I would DJ on Friday nights and then the next day I would spend the weekend, from Saturday to Sunday evening, between bars and partying.
Through it all, she pursued a degree in early education. Inspired by her younger brother’s mental illness, she specialized in the areas of special needs and attachment.
She eventually finished college and worked as a special education teacher for two decades. Even though her lifestyle changed, her substance use continued.
I would take two or three pills, then I would have a glass of whiskey at five o’clock, and I’d have another glass of whiskey at seven.
She spent those years in a cycle of misusing substances, entering rebab, and returning to substances. She kept her addiction hidden.
I was always at the top of my game at work. I was a reputable teacher, assistant director, and administrator. I grabbed onto everything that I could possibly do. I just felt like I was going and going and going.
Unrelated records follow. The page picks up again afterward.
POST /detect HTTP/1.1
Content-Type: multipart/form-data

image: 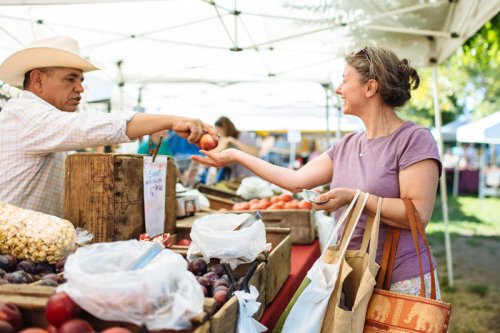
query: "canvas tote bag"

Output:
[364,199,451,333]
[273,191,369,333]
[321,198,382,333]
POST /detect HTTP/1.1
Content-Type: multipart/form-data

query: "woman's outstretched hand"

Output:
[191,148,237,168]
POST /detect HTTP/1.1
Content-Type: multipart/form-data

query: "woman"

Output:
[196,47,441,297]
[214,117,259,179]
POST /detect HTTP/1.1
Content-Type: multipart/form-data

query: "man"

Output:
[0,37,216,216]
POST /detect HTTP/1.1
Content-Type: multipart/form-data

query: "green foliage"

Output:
[403,14,500,126]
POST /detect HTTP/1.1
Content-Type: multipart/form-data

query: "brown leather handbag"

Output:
[363,199,451,333]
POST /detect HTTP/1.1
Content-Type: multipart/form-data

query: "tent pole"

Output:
[321,83,332,147]
[432,64,453,287]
Everything stopped in 2019 when she overdosed in her apartment in Austin. At that point, she decided to return home to Rhode Island for treatment.
Ky initially received inpatient treatment in a psychiatric hospital for borderline personality disorder (BPD) and substance use disorder. When the pandemic struck in 2020, she moved in with her parents.
The situation proved to be ideal—Ky’s family was supportive, and their home was substance-free. Ky discovered online therapy and online recovery meetings.
I was really scared of the virus. I didn’t want to go to hospital visits. I didn’t have a car. So I did everything online, and it saved me.
With Zoom meetings and telehealth, you turn your camera on, and you can be in the same room for an hour with people all over the world. That satisfied the extroverted part me I wanted to keep. I felt safe in my house, in my recliner. I was able to log on and listen to the meetings, and it’s helped so much.
For the past year, Ky has been in a healthy relationship. She continues to attend online meetings and is in the process of earning a peer recovery coach certification. She also serves as a mental health advocate, sharing her experiences with others who have similar struggles.
Because her family is loving and supportive, Ky always wanted to heal for them. She realizes she has found long-term recovery because she is now doing the work for herself.
My recovery was always about pleasing other people and being sober or clean for someone else. It took moving back to the state I grew up in and a pandemic to finally want to be clean and sober for myself.
Now, I live for the present moment, accept humility and embrace my part in my story, strong and unapologetically. We got this!